Une longue doudoune blanche avec "China" floquée dans le dos, bonnet et capuche sur la tête et masque FFP2 sur le visage, Jean-Pierre Amat brave le vent et les températures polaires en ce début d’après-midi de lundi sur le pas de tir du site olympique de Zhangjiakou. Il est affiché 19 degrés, mais le ressenti est aux alentours de moins 30! S’il fallait se convaincre qu’il fait (vraiment) froid, il suffit d’observer les stalactites qui se sont formées sur ses sourcils.

Le champion olympique de tir à la carabine en 1996 à Atlanta et ancien entraîneur de l’équipe de France de biathlon a rejoint le staff d’entraîneurs de l’équipe de Chine de biathlon il y a maintenant trois ans en vue des Jeux olympiques de Pékin. Un staff cosmopolite avec notamment la légende norvégienne Ole Einar Bjoerndalen et son épouse l’ancienne championne Darya Domracheva. Une expérience "bousillée" par le Covid qui a forcé l’équipe de Chine à ne pas disputer, entre autre, la saison 2020-2021 de Coupe du monde.
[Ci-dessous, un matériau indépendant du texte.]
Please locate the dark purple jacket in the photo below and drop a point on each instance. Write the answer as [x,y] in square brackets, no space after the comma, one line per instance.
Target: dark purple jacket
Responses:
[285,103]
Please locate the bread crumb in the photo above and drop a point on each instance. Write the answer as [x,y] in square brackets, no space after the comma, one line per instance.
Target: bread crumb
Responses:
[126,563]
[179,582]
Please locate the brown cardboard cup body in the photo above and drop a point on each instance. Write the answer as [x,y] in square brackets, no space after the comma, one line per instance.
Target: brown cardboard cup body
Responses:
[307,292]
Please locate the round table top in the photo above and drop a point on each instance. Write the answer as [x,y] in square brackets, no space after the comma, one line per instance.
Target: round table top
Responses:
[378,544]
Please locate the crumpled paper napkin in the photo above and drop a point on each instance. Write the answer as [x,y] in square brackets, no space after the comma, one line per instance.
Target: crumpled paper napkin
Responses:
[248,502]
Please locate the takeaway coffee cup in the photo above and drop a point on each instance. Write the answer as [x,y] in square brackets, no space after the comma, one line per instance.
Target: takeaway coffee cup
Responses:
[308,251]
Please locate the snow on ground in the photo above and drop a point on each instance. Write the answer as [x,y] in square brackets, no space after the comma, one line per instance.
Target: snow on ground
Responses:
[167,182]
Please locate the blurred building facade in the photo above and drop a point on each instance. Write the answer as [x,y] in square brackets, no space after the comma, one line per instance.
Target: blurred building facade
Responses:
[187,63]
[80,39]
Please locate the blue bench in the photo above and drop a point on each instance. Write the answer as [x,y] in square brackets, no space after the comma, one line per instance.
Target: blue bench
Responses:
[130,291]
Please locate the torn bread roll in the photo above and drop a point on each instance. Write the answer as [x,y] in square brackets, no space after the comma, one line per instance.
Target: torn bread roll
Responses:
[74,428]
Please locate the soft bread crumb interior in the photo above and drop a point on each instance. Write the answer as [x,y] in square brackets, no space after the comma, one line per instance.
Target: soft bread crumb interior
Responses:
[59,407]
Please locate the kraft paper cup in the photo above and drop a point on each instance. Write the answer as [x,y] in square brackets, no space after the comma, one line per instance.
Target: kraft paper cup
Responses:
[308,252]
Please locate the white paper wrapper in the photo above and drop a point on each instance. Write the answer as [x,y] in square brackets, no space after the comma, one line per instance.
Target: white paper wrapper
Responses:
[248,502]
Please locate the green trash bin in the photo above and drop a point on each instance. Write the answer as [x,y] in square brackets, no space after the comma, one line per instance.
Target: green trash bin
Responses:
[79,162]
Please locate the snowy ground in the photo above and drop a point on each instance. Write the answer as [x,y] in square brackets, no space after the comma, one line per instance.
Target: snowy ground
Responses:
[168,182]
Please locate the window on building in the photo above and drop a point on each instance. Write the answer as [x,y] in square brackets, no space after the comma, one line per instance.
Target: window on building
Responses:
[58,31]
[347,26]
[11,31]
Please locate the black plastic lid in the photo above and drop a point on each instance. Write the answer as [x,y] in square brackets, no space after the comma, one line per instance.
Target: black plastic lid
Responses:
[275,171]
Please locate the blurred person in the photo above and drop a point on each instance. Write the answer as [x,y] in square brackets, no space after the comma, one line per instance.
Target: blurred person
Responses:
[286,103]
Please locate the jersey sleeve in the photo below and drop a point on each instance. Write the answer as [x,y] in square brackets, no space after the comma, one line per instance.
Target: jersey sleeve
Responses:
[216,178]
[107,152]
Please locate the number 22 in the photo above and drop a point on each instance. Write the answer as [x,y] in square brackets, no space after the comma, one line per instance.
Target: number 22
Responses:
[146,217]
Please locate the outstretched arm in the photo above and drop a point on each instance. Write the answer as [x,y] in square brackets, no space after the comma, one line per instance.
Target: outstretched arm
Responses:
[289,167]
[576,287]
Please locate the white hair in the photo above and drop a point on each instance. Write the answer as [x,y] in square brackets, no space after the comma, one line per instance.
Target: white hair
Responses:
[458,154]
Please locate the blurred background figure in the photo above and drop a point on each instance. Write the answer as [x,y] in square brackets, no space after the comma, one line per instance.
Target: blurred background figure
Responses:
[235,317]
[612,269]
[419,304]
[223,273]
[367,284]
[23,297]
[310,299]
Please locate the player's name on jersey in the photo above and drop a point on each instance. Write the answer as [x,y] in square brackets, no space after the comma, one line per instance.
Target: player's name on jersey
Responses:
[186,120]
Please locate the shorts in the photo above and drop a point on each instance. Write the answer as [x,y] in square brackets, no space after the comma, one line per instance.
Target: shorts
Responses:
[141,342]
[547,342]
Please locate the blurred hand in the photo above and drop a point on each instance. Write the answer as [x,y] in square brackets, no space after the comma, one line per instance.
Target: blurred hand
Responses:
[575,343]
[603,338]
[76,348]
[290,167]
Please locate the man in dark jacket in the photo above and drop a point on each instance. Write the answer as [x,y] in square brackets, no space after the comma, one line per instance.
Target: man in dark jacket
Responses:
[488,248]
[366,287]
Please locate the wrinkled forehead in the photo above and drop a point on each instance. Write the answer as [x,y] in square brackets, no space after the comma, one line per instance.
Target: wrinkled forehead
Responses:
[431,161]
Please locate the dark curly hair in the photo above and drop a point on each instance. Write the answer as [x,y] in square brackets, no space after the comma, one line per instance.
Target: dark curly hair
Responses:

Jean-Pierre Amat et ses stalactites sur les sourcils
Jean-Pierre Amat et ses stalactites sur les sourcils © RMC Sport

Jean-Pierre Amat a découvert un autre monde avec parfois des moyens illimités. Un pays qui veut ancrer la culture des sports d’hiver chez sa population. Une autre façon de voir l’entraînement avec des athlètes en stage depuis 24 mois. Il évoque les doutes de l’avenir du biathlon en Chine après les Jeux olympiques de Pékin (du 4 au 20 février). Il décrypte également ce pas de tir qu’aucun biathlète n’a reconnu avant les JO et où l’on annonce énormément de vent, l’ennemi numéro 1 des participants.

Pouvez-vous nous parler de ce site que les biathlètes vont découvrir pour la première fois sur ces Jeux?

Pour y avoir passé trois mois l’an dernier, il y a deux mots qui me viennent pour évoquer ce site: venté et froid (rire). Parce que on a eu l’hiver dernier des conditions vraiment très difficiles… Voir dantesques. A priori d’après les prévisions ce sera un petit peu moins froid et moins venté pendant les Jeux donc ça devrait aller. Sinon c’est un site très ouvert avec une belle vue sur les pistes. J’espère que ça donnera de bons Jeux. C’est un site qui est sorti de nulle part. La petite vallée était déserte et tout est sorti de terre, le tremplin (à côté du site de biathlon) aussi. La neige, ce n’était pas une culture ici, ça le devient. Je ne sais pas ce que ces installations vont devenir. A priori ce sera privatisé pour devenir une animation grand public. L’intérêt premier c’est d’installer les sports d’hiver dans la culture chinoise.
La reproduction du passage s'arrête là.